In his almost penetrable work An Inquiry into Meaning and Truth, Bertrand Russell argued along the following lines: commonsense leads to physics, physics falsifies commonsense, since commonsense thus undermines itself, it cannot be true. Why does commonsense lead to physics? Well, part of commonsense – at least as Russell understood the term – is that when we see the world, we are confronted with a reality that is distinct and independent of the fact that we do see it, and that reality is filled with solid, coloured and variously shaped objects – the chair you are sitting on for instance. Because we are by nature inquisitive creatures, we then start asking questions about the nature of these things we see, and in attempting to answer them, we start doing physics (and possibly metaphysics as well). So, why does physics undermine commonsense? Well, taken equally realistically, modern physics – which sits at the tail end of a long history of intellectual pursuit – tells us that our external world is made up largely of a vast void, peppered with entities so small that notions of solidity, colour and even shape make no sense when applied to them, other than perhaps metaphorically. Since for Russell, and many, many, many other people, physics should be interpreted realistically, it follows that physics tells us that – contrary to commonsense – our external world is not full of solid, colourful things.

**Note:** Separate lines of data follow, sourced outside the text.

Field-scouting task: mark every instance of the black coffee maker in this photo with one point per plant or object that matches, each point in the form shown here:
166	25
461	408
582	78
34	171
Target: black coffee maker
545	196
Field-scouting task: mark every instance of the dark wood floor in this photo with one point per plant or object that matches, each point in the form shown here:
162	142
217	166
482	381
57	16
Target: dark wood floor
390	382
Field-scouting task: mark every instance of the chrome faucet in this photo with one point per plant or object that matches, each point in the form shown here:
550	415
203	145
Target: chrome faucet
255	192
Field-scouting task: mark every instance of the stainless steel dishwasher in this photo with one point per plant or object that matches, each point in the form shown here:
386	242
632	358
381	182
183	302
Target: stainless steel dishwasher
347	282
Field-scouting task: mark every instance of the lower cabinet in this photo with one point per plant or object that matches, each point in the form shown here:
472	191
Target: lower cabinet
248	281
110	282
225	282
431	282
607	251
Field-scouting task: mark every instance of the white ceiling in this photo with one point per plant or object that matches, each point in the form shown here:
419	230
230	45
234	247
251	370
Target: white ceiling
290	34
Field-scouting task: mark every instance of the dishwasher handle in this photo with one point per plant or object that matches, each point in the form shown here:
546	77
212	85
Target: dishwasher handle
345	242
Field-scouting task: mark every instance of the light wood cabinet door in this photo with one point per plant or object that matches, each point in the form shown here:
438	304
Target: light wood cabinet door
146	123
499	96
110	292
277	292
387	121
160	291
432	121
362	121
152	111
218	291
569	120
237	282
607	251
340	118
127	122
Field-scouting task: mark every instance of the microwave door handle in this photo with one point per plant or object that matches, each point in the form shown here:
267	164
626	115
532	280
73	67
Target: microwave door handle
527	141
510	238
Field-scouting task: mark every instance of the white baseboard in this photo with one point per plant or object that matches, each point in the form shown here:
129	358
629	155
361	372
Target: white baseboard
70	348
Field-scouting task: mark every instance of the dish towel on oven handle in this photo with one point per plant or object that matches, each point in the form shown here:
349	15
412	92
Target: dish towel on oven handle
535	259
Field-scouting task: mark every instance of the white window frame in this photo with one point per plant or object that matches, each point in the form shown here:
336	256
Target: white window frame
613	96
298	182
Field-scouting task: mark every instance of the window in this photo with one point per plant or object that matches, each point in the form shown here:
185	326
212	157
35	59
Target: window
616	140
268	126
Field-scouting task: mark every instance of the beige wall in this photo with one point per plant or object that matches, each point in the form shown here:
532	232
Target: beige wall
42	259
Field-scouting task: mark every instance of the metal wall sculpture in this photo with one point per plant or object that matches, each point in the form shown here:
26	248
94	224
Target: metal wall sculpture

In fact, what Russell’s argument actually shows is that we face a choice: either we can be realists about modern physics, and ditch commonsense or we can regard the deliverances of modern physics merely instrumentally. This would involve treating the fundamental laws of the universe only as tools for manipulating the real world of commonsense, and not as statements about what reality actually consists in. I want to stick an oar in for this alternative.
Imagine we take physics realistically, and suppose that the world is really populated by fermions and bosons so small and strange that shape, colour and solidity make no sense when applied to them. One question this raises is what is the relationship supposed to be between those fundamental particles and the common-or-garden objects of commonsense, such as snooker balls, cafés, even human bodies? If you look at physics text books, even very advanced ones, the underlying assumption is that the latter things are just made up out of the former. But this won’t work of course, since add as many billions of colourless things together as you like into a big bundle, because they are all colourless, so will the resulting bundle. So if your left hand is made up of billions of billions of colourless quarks and electrons, it should be colourless itself, yet there it is in front of you in all its pink, or brown, or greenish blue splendor. “But don’t be so naïve,” I hear the modern physicists amongst your baying “of course it’s not the case that the macroscopic objects of commonsense are made up of electrons and quarks etc. The story is much more sophisticated than that. Out there in the real world are just fermions, bosons and the void as physics tells us, a world where colour, shape and solidity really have no place. However, some of those bosons, we call them photons, interact with other particles then enter into our eyes and stimulate our brains, and this results in our having experiences of a world of coloured, shaped and solid things. So, the perceived world is, if you like, partly a product of our minds – or, if you prefer, something we project onto the real world.” You may have come across this kind of suggestion before – I once heard the great physicist Richard Feynman going through a similar kind of spiel. Well, sorry to disappoint you, but the whole story is based on a contradiction, and since contradictions cannot be true, neither can the story itself.
Compare the sentence with which the story kicks off – “out there in the real world are just fermions and bosons” – with the phrase that presents part of the conclusion of the tale – “the perceived world is a product of our minds”. In understanding the first sentence, you understand the subordinate clause “out there in the real world”. From where did you obtain your understanding of that phrase? Leaving aside the grasp we have of linguistic structure, which according to some is innate, your understanding of the substance of language – the meaning of words – is garnered from acting in, being guided through, and perceiving the world, i.e. the perceptible world. That being the case, your notions of the real world and the perceived world are inextricably interweaved. Consequently “out there in the real world are just fermions and bosons” means at least “out there in the perceptible world are just fermions and bosons”. However, according to the second phrase I highlighted, the perceptible world is supposed to be a mind-dependent construction brought into being by the effects of light on sentient beings. So, on the one hand fermions and bosons must exist independently of the perceptible world, in order to participate in causing that world’s coming into existence, yet on the other hand they are supposed also to be things that exist in that perceptible world, and so cannot be independent of it. The story spun by some modern physicists, then, boils down to the contradiction that fundamental particles, or waves of energy or whatever, both are and are not independent of the perceptible world, and there lies the contradiction. Despite what some French philosophers might say, it is a rule of reason as basic as they come that contradictions cannot be true, so the story being fed us by those who want to interpret modern physics realistically, is contaminated not only by muddle-headedness, but more importantly by falsehood.